За всплеском удовольствия всегда приходило опустошение. С вершины я летел в пропасть, это случалось после каждой нашей близости. Я лежал на матрасе, обводя глазами пустую комнату, наблюдая, как эта чужая мне женщина встает, ходит вокруг. Сначала впадал в ступор, а потом осознавал, что продолжаю жить старой жизнью и вырваться из нее невозможно. От этой обреченности хотелось немедленно сбежать обратно в наслаждение, иногда я так и делал и, растеряв последние силы, чувствовал еще большую пустоту. Пытаясь вырваться из замкнутого круга, я решил, что Шаша должна уходить сразу после секса. Случалось, я действительно гнал ее вон. А потом сидел и пил один в пустой квартире. Слой за слоем наползало одиночество, сминало меня под своим весом, тогда я вскакивал, бежал на нетвердых ногах домой и садился за стол напротив тети, заставляя себя говорить с ней и отвечать на ее вопросы. В своей длинной унылой биографии тетя отыскала два вопроса, которые давали пищу для бесконечных размышлений, заполнявших все ее время. Первый: счастливо ли сложилась судьба Сяо Тана? Отсюда вытекал следующий: правильно ли она поступила, отказавшись с ним уехать? Размышляя над этим, тетя начинала досадовать на меня, а если я говорил, что каждый человек о чем-то жалеет в своей жизни, отвечала: лучше полюбуйся, кем ты стал! Дальше следовала ужасная перепалка. А второй вопрос был таким: где сейчас дедушка, жив ли он? Этот вопрос не давал тете покоя, она даже собиралась купить карту и начать обходить квартиры, как в свое время бабушка. Это еще не конец, говорила тетя. Даже если он мертв, я должна отыскать его прах.

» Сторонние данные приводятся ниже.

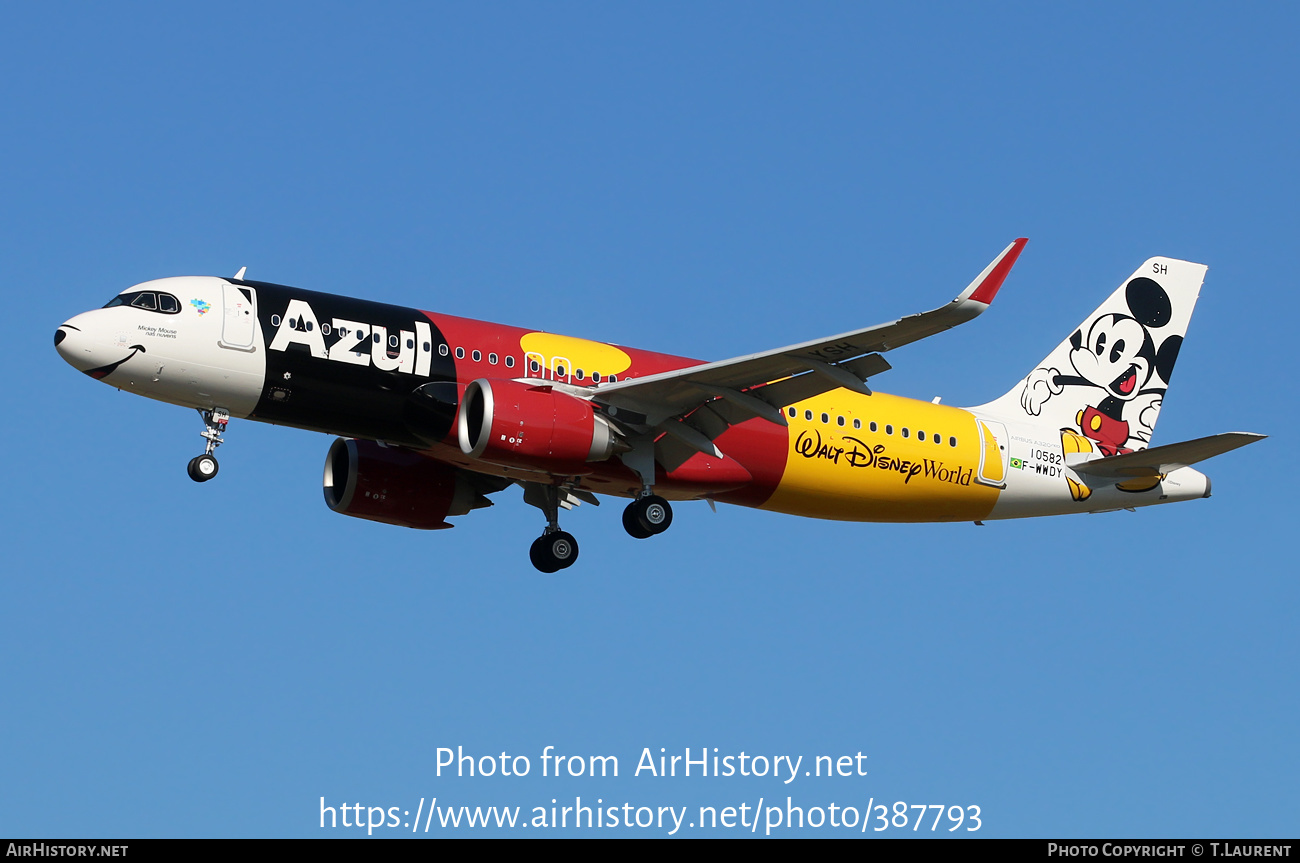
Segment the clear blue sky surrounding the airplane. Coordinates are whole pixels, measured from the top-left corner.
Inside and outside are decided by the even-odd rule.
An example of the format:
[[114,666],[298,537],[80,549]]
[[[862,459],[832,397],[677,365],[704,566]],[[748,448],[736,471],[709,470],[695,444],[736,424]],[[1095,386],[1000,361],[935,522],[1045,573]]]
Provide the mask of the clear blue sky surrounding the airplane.
[[[8,6],[0,834],[351,836],[321,797],[437,795],[1295,836],[1296,18]],[[646,542],[608,500],[540,576],[517,491],[448,532],[346,519],[330,438],[254,422],[199,486],[191,412],[51,343],[133,283],[248,266],[722,359],[931,308],[1020,235],[993,308],[874,385],[985,402],[1147,257],[1205,263],[1156,442],[1271,435],[1206,465],[1212,499],[984,528],[697,503]],[[456,746],[532,772],[438,777]],[[620,776],[542,777],[546,746]],[[645,747],[861,751],[868,775],[633,776]]]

Потом я стал приходить домой поздно ночью, когда тетя уже спала. И Шашу больше не прогонял, разрешал ей сидеть рядом, пока я допиваю пиво. Она вытаскивала из рюкзака пакеты с чипсами и медленно их опустошала. Наступила зима, год приближался к концу. Как-то вечером пошел снег, я напился и сидел под окном, прислонившись спиной к батарее. Тепло навевало дремоту, и я приоткрыл окно. На волосы мелкой крошкой посыпались снежинки. В комнате стояла тишина, которую нарушал только мерный хруст картофельных чипсов. По моим щекам текли слезы. Что с тобой? Шаша отложила чипсы, подошла ко мне и опустилась на колени: все хорошо, почему ты плачешь? Слезы неудержимо катились из глаз. Она прижала мою голову к своей груди: не расстраивайся, ведь все хорошо. Шашина грудь пахла прогорклым попкорном. Но я ее не оттолкнул, и мы сидели у окна, пока снег не засыпал мне плечи.
Большой Бинь объявился в начале января. К тому времени мы с ним давно не общались. Сначала он часто звонил из Штатов, рассказывал новости. Он полюбил регби, научился дайвингу, видел в Голливуде Брэда Питта. Я всегда отвечал: это замечательно. Наверное, он ждал от меня более восторженной реакции, звонки становились реже, потом вовсе сошли на нет. В последний раз он звонил больше года назад, сказал, что собирается вернуться в Китай. Это замечательно, ответил я. Он сказал: совсем скоро мы встретимся и отметим мое возвращение. Ты рад? Конечно.
Большой Бинь назначил мне встречу во вращающемся ресторане на крыше отеля “Софитель”. Волосы он теперь гладко зачесывал назад, на носу сидели небольшие очки в круглой оправе, запонки на его манжетах позвякивали о край тарелки. А ты совсем не изменился, сказал Большой Бинь. Я решил, что такая оценка дорогого стоит, большая удача, что перед ужином я успел постричься. Доев горячее, он отложил салфетку, посмотрел на меня и сказал: ты не думал поработать в компании моего отца? Добавил, что окончил магистратуру и вернулся, чтобы взять на себя кое-какие дела в корпорации. Я сказал: значит, ты хочешь мне помочь. Нет, ответил Большой Бинь. Я хочу завоевать этот мир вместе с лучшим другом, ты ведь помнишь наш уговор? Я ответил: помню, спасибо тебе. Он поднял бокал, чокнулся со мной и сказал: я давно ждал этого дня.